Die renommierte Oxforder Taylorian besitzt zwei Drucke von Luthers 1518 erschienener Flugschrift “Sermon von Ablass und Gnade" (WA 1, [239] 243-246; DDStA 1, 1-11), mit der Luther die Auseinandersetzung um Lehre und Praxis des Ablass popularisierte. Von diesen beiden Exemplaren geht die vorliegende zweisprachige Edition aus; sie ediert daher nicht den Wittenberger Erstdruck, sondern einen Leipziger Druck (WA-Sigel F; VD16 L 6270), und bietet Faksimiles beider Exemplare - der zweite ist in Basel gedruckt (WA-Sigel M; VD16 L 6268). Henrike Lähnemann und Christina Ostermann stellen die Druckgeschichte der beiden Exemplare und ihren Weg nach Oxford erhellend dar; zu Druck und Sprache bieten Lähnemann und Howard Jones hilfreiche Erläuterungen. Von Jones stammt auch die treffende Übersetzung des Sermons in modernes Englisch.

Auf den Text des Sermons folgen die 95 Thesen, lateinisch (nach WA 1, [229] 233-238) und englisch. Die gegenchronologische Anordnung folgt einer plausiblen didaktischen Absicht: Die modernen Leserinnen und Leser dieser Ausgabe folgen auf diese Weise der volkssprachlichen Rezeption am Beginn der Reformationszeit.

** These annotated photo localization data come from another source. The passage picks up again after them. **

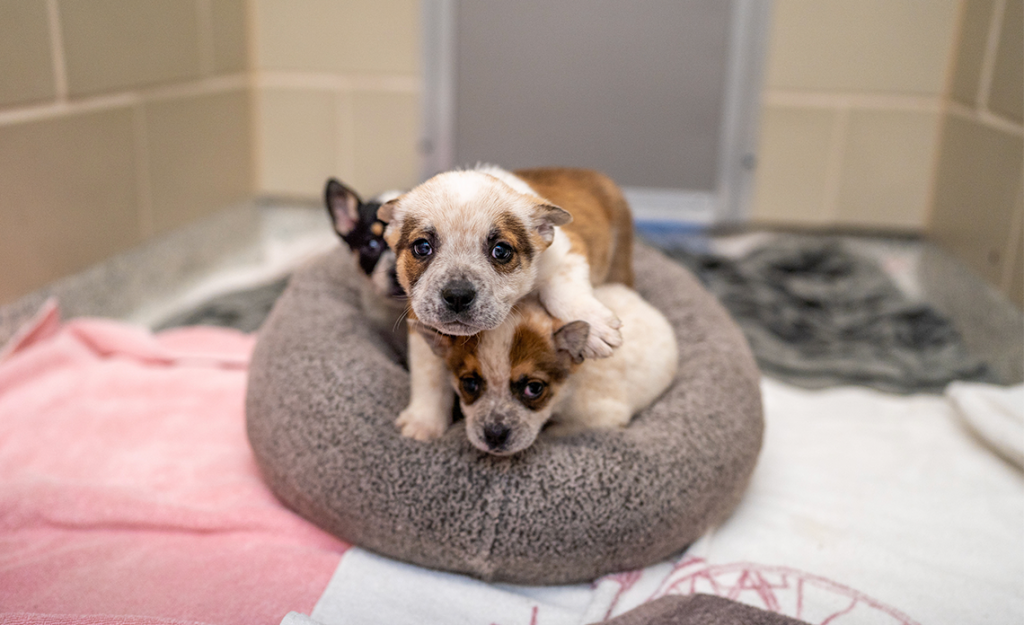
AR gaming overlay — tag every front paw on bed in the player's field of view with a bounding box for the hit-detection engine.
[394,406,447,443]
[583,306,623,359]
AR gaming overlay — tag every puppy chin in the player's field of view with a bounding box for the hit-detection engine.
[413,301,502,336]
[466,423,540,456]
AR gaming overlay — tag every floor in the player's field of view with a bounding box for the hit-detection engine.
[0,202,1024,383]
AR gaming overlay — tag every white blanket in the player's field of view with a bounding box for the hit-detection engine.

Erst vom Sermon aus klärt sich die inhaltliche Dynamik und Relevanz von Luthers Thesen und lässt sich die existenzielle religiöse Bedeutung von Luthers Ablasskritik erfassen und einordnen. Für diesen Weg plädiert Martin Keßler in seiner theologischen Einleitung zum Sermon. Sie resümiert bündig die Geschichte von Ablasslehre und -praxis und führt die theologische Stringenz von Luthers Gedankenführung im Sermon eindrücklich vor Augen. Für ein deutsches Lesepublikum ist aus dieser mustergültigen kleinen Edition, vor allem diese Einleitung zu empfehlen, von der zu wünschen ist, dass sie auch in deutscher Sprache vorgelegt werden möge. Auf jeden Fall trägt diese Ausgabe aus England dazu bei, die Verschränkung von akademischer Theologie und ihrer volkssprachlichen Elementarisierung am Beginn der Wittenberger Reformation deutlich zu akzentuieren.

Hellmut Zschoch


Cutting edge scholarship in a form Luther himself would approve.

Cannot wait to get my copy! The previous volume in this series, Luther's An Open Letter on Translating, has been a constant companion for the last year, engaging as it does fundamental issues of theology, book history, and literary exchange. This one takes on indulgences! Cutting edge scholarship in a form Luther himself would approve.